The EMA has launched a consultation on the circumstances in which single-arm trials (SATs) – those without a control group – can be used to support marketing applications for medicines in the EU.

To kick off the deliberations, the regulator has published a reflection paper covering the overarching concepts behind single-arm trials, and launched a consultation period due to conclude at the end of September.

Generally, any new treatment should be tested with a randomised controlled trial (RCT), where it is compared to either a placebo or an alternative therapy – often without either the physician or patient knowing which is which – in order to reduce the risk of bias skewing the results.
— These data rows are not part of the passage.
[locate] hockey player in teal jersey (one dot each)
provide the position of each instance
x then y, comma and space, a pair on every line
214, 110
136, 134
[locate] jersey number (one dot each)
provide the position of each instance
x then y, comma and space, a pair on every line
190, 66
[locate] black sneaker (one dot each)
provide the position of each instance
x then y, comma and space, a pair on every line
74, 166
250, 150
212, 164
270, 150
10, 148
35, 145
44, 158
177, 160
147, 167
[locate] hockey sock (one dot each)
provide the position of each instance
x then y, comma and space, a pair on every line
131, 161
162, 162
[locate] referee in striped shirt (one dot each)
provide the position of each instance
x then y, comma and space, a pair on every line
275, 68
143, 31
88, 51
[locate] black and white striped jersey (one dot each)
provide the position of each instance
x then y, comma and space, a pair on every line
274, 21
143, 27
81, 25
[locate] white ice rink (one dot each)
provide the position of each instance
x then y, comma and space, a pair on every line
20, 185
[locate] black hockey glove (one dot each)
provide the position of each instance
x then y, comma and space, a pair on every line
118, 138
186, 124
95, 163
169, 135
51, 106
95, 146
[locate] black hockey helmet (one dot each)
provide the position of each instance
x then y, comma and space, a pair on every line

SATs tend to be used for diseases, such as cancer, where patients have become relapsed and refractory to earlier therapies, as well as in rare diseases where having a placebo control group may not be ethical or feasible.

The EMA’s move comes a few weeks after the FDA published draft guidance on the design of clinical trials used to support filings for accelerated approval of cancer drugs, which revealed a clear preference for RCTs with a control arm, with SATs only acceptable if a randomised design is not feasible.

The move by the US regulator addresses concerns that new medicine developers using the early access pathway have sometimes been lax in carrying out subsequent trials need to confirm the efficacy of their drugs.

In a statement, the EMA said its new paper is designed to “stimulate the scientific discussion around key concepts and challenges associated with single-arm trials and to improve their design and conduct.”

The main thrust of the document is demonstrating the efficacy of therapies, although the EMA notes that “establishing safety via SATs is fraught with substantial shortcomings, and many of the critical considerations discussed equally apply to the assessment of safety.”

The paper covers the choice of endpoints that should be considered for SATs, how to make sure target and trial populations are selected appropriately, the statistical approaches to interpreting the data, and how external information, such as general knowledge about the natural history of a disease, can be used in a study protocol. It also discusses the sources of bias that can creep in and provides possible ways to mitigate them.

Finalised guidance is expected next year, after an analysis of received comments, said the EMA.